The fact the unit shut itself off for no apparent reason sounds a little suspicious. We had a radio, an Icom 502, that started to freeze. Turning off the unit and turning it back on restored normal operation for 15 or 20 minutes, at which point it would freeze again.
Ran it on different batteries and eliminated all the other variables we could think of external to the radio and had the same results. So we removed it and gave it to the marine electronics shop we use to troubleshoot and fix it. He ran it for hours and it worked fine. Finally he left it on overnight and when he came in the next morning, it had frozen. No clue as to why. So he sent it to Icom (they have a factory service center in this area). They ran it for a week, froze it, heated it, shook it, and could not get it to fail. So they sent it back and we re-installed it. Worked fine for a month or so and then one day it froze again. Turned it of and back on and it worked fine and continued to do so for the next couple of cruises.
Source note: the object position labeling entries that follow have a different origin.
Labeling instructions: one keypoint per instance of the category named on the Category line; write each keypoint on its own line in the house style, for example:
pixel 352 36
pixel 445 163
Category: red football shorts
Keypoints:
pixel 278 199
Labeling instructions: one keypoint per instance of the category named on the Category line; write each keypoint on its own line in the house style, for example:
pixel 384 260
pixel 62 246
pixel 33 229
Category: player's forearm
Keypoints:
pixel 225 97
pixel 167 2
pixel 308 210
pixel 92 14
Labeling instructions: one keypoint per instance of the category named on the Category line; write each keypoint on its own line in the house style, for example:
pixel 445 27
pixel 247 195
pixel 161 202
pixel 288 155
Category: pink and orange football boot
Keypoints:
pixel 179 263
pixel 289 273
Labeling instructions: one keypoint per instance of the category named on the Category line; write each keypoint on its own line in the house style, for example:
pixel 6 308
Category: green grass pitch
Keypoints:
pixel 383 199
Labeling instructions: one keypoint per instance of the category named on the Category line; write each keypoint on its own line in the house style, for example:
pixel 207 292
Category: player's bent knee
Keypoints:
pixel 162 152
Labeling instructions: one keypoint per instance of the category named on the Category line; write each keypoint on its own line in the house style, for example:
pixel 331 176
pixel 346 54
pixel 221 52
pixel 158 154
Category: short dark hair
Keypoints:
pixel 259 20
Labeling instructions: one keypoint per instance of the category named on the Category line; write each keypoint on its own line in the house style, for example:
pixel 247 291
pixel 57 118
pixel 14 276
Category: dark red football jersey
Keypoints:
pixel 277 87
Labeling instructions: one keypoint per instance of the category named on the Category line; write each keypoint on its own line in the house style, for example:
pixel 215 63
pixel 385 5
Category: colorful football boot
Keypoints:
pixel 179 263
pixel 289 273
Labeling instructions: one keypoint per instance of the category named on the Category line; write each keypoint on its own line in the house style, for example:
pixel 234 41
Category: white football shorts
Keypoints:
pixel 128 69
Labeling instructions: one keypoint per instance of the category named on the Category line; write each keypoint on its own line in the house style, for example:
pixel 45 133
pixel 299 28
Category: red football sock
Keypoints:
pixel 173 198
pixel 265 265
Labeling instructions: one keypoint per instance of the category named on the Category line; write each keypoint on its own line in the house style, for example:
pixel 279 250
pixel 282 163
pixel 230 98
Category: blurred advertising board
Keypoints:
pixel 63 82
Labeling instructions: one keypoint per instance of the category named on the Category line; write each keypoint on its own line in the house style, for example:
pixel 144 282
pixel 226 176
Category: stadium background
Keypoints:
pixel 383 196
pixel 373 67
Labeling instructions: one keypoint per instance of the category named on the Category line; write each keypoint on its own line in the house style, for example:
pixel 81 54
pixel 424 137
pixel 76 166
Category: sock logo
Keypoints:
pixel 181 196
But the fact that the problem, whatever it was, was still there convinced me that we could no longer trust the unit. So we replaced it with a new Icom 504 which uses the same case so fits the same cutout, uses the same mount, etc.
The point being that if a piece of electronics develops a problem, even a mysterious, very intermittent one, and there does not seem to be any obvious fix, even if the unit starts working "reliably" again on its own, the chances are the problem is still lurking inside and will eventually happen again. Usually when you most need the unit.